1. Core Architecture & Class Linking

The RCWeb system is built on a streamlined, high-performance architecture centered around real-time communication between browsers. Below is a map of the primary Java classes and how they link together.

classDiagram Main --> HttpServer : creates & configures HttpServer --> HttpHandler : creates per connection HttpHandler --> SuperSocket : enhances with TLS SuperSocket --> HttpRequest : reads HTTP request HttpRequest --> RootResponder : delegates RootResponder --> HttpResponse : generates RootResponder ..> ClientWebSocketHandler : upgrades to websocket HttpResponse --> SuperSocket : writes HTTP response RootResponder ..> RoomManager : queries RoomManager "1" *-- "many" Room : manages Room "1" *-- "many" Client : contains ClientRequest --> Room ClientRequest --> Client ClientWebSocketHandler --> ClientRequest : reads websocket frame ClientWebSocketHandler ..> SuperSocket : writes websocket frame Client "1" *-- "many" ClientCommand : queues

HttpHandler

Created by the HttpServer for each incoming connection. It runs in its own virtual thread, managing the lifecycle of an HTTP request. It parses the HttpRequest, delegates it to a responder (e.g., RootResponder), and writes back the HttpResponse.

SuperSocket

A wrapper around the standard Java Socket that provides enhanced capabilities, such as TLS sniffing and connection lifecycle management.

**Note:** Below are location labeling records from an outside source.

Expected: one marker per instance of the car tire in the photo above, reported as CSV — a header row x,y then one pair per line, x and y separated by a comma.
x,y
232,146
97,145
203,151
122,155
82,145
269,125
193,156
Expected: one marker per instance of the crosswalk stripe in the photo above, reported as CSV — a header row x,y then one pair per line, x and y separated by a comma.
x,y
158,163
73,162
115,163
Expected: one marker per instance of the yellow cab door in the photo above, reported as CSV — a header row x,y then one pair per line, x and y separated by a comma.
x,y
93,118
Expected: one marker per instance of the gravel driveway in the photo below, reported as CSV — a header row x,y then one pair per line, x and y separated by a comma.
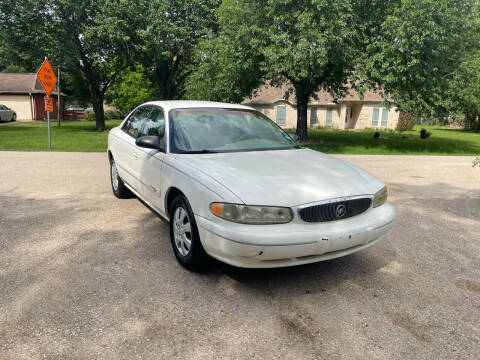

HttpRequest & HttpResponse

Represent the standardized HTTP request and response models. HttpRequest is parsed from the SuperSocket's input stream, while HttpResponse is generated by the responder and written back over the network.

RoomManager

A singleton service that acts as the central registry for all active workspaces (Rooms). It maintains a concurrent map of roomId strings to Room objects. It also runs a background maintenance thread to prune inactive connections and cleanly close all sockets during JVM shutdown.

Room

Represents a virtual environment where multiple browsers can interact. A Room maintains a list of attached Client objects. It provides the crucial broadcast() method, which routes a ClientCommand (containing JavaScript payloads) to specific target clients within the room.

Client

Represents an active browser connection within a Room. It holds a ClientRequest containing metadata (IP, user-agent, timers) and a thread-safe queue of ClientCommand objects. Virtual threads waiting for outgoing WebSocket traffic synchronize on this object via wait() and notifyAll().

ClientWebSocketHandler

Upgrades the HTTP request and handles the active WebSocket lifecycle. It runs an infinite loop within a virtual thread, blocking on client.wait(IDLE_PERIOD) until a new command is queued. When data is received from the browser, it reads the raw byte array, parses it into a ClientCommand, and dispatches it via room.broadcast().

ClientCommand

A lightweight wrapper representing a message to be sent to browsers. It encapsulates target identifiers (which browsers should receive this) and the raw byte payload of the JavaScript to be executed on the client-side.

2. Virtual Rooms & Shared JavaScript

A fundamental concept of the RCWeb architecture is the Virtual Room. Rather than each browser maintaining an isolated session with the server, browsers connect to a shared Room using a unique ID in their URL.

The server acts purely as a message broker. When an event happens in one browser (e.g., a user clicks a button or moves a slider), it sends a WebSocket message containing executable JavaScript. The backend ClientWebSocketHandler catches this, wraps it in a ClientCommand, and asks the Room to broadcast it.

The Room forwards this JavaScript payload into the command queues of other relevant Clients in the same room. The server pushes this JavaScript down their WebSockets, and the receiving browsers execute it immediately using eval() or script injection. This allows browsers to seamlessly share state and replicate user interfaces in real-time.

3. Stateless Design & Performance Benefits

RCWeb embraces a heavily stateless backend design.

Radical Simplicity
The Java server does not maintain any application state, business logic rules, or persistent database state. It is entirely unaware of the meaning of the messages it routes. This removes the need for complex state synchronization logic, making the backend incredibly simple, robust, and easy to test.
Extreme Performance
By delegating application logic to the client's browser, the server's CPU and memory footprint are negligible. The server only needs to hold tiny Client objects and a few bytes for the ClientCommand queues. Instead of consuming expensive OS threads for each WebSocket connection, ClientWebSocketHandler leverages Java Virtual Threads. Handlers simply call client.wait(), consuming virtually no resources while waiting for traffic. This architecture allows a single small instance to effortlessly handle thousands of concurrent, real-time web socket connections.